Ouvindo Person Pitch, a sensação é a de rodopiarmos num carrossel, como se tivéssemos outra vez quatro anos: cor, leveza, deslumbramento, medo.
Noah Lennox é Panda Bear, baterista dos Animal Collective e o seu bicho mais criativo. Em 2004, apaixona-se por uma portuguesa (quem nunca?), decidindo, sem mais delongas, mudar-se para Lisboa. Não fora a alfândega confiscar a guitarra de Noah, nunca teria acontecido a magia de Person Pitch: Lennox começa a experimentar com samples, acabando por basear o grosso do novo disco num intrincado jogo de corte e cola. A criatividade não é geometria descritiva: deve sempre qualquer coisa ao mistério e ao acaso.
A arte do sampling convida à repetição; Person Pitch é feito de loops. A sensação é a de rodopiarmos num carrossel, como se tivéssemos outra vez quatro anos (cor, leveza, deslumbramento, medo). Muitos dos “sons encontrados” são também circulares (carros de fórmula Um correndo na pista, máquinas de lavar roupa girando melancólicas). Cada volta é diferente: o loop como um organismo vivo em permanente mutação.
Por cima deste jogo de espelhos, surge a voz de Noah, límpida e pura como um Brian Wilson pós-internet. Voz, não, vozes, pois Lennox desdobra-se em muitos, harmonizando consigo próprio (um só rapaz contendo todos os Beach Boys). O nome Panda Bear nada tem de irónico: há, de facto, uma inocência de peluche na sua voz. Houvera uma escala de perversidade rock’n’roll, Lemmy seria o grau máximo, Panda o zero absoluto.
O seu canto, ensopado em reverb, traz o eco das igrejas de Lisboa. Os místicos encontrarão cânticos panteístas pelo milagre do mundo (bah!, morte à new age!). Nós, menos arrebatados, sabemos que tudo são truques engendrados pelo cérebro mas nem por isso conseguimos resistir à letargia peganhenta das vozes de Noah.
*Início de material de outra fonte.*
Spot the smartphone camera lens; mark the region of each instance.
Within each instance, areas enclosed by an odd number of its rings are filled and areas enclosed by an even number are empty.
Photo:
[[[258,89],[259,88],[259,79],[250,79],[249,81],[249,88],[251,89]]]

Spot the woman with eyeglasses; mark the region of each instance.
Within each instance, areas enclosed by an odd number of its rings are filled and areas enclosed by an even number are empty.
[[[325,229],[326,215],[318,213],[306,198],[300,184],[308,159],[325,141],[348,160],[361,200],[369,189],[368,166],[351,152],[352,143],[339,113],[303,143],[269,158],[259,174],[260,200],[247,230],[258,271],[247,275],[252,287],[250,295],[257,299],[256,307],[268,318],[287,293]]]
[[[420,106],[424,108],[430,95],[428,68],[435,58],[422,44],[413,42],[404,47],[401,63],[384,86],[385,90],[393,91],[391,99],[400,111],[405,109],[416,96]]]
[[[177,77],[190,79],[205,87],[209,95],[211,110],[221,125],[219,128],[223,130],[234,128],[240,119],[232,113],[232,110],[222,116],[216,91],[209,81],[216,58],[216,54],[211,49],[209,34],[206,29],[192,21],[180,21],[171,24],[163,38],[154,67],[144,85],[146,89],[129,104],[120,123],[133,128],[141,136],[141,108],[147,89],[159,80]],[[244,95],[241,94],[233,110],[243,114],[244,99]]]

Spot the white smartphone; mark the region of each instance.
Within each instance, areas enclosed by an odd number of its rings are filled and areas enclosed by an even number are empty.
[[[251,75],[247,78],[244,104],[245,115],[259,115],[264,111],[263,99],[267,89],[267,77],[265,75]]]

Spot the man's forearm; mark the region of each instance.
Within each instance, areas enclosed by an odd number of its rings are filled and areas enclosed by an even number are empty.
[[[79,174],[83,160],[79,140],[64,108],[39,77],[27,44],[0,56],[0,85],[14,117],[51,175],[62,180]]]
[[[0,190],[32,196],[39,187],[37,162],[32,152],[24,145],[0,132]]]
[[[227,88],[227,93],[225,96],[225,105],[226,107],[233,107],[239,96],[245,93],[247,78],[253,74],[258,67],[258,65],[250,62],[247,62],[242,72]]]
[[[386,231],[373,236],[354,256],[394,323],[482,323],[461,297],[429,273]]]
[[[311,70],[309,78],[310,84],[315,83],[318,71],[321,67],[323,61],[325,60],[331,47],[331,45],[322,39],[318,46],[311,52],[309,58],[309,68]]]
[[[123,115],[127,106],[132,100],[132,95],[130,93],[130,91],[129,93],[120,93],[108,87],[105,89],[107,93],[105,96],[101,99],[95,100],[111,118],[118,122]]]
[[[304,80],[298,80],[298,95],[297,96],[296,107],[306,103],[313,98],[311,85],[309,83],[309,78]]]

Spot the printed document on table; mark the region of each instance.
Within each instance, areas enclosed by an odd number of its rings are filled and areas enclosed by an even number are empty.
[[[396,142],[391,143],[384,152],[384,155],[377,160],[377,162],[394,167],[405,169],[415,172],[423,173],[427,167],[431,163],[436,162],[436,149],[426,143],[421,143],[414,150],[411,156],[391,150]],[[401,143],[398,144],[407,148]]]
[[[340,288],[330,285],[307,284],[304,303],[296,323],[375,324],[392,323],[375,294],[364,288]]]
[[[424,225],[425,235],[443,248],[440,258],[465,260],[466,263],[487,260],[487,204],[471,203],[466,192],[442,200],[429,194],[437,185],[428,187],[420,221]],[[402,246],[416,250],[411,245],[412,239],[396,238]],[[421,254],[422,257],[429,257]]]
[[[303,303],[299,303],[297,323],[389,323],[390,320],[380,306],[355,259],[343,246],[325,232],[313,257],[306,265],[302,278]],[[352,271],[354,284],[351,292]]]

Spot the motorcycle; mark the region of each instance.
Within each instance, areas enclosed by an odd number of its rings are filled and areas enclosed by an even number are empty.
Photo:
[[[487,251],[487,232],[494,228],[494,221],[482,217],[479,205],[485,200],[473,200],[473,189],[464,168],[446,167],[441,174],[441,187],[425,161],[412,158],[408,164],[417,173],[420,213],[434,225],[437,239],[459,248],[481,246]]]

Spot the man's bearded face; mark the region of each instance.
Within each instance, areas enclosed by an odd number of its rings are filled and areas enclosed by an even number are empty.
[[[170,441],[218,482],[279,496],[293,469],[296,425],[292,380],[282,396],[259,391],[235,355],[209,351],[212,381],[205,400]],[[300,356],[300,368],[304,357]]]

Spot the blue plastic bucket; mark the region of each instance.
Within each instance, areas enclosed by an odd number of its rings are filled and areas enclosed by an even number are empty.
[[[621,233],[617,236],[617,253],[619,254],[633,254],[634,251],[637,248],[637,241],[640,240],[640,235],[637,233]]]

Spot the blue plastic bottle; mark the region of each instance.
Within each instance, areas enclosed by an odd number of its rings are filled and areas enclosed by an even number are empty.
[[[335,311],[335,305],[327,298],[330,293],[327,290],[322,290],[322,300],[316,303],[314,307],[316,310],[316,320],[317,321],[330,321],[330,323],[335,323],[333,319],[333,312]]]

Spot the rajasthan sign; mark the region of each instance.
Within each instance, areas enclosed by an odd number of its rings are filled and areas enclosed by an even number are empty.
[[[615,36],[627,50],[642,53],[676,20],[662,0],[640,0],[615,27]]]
Um convite irrecusável ao sonho e à fantasia…
Se nos discos anteriores (quer em nome próprio, quer como Animal Collective), Lennox escondera muito bem os seus dotes melódicos, em Person Pitch a sua sensibilidade pop sai finalmente do armário (mas sempre de mãos dadas com uma deliciosa estranheza vanguardista).
Noah chega a ser quase dogmático neste princípio de oposição permanente: para compensar o açúcar mascavado de “Comfy in Nautica” (quase um cântico Hare Krishna, por amor de Deus!), Lennox sente a necessidade de adicionar um epílogo sinistro. Agora, sim, há luz e escuridão, o universo regressando ao equilíbrio primordial.
Quando no início do novo milénio apareceram bandas como os White Stripes e os Interpol, regozijámos com a nova vitalidade do indie mas receámos que as suas inclinações retro nos empurrassem para um beco sem saída. Ora Person Pitch não cai nesta armadilha, fazendo a linguagem do rock avançar e influenciando bandas como os Grizzly Bear e os Fleet Foxes. Como? Da maneira que a música sempre avança: tornando-se impura, chafurdando sem pudor em outras tradições (neste caso, roubando o corte e cola ao hip-hop e a repetição à electrónica).
Os próprios Animal Collective seguiriam as pistas lançadas por Person Pitch, com discos mais electrónicos e melódicos (Strawberry Jam, Merriweather Post Pavilion), doçura e dissonância em partes iguais. É sempre nestes territórios fronteiriços, onde a ordem e o caos confluem, que as coisas começam a ficar interessantes.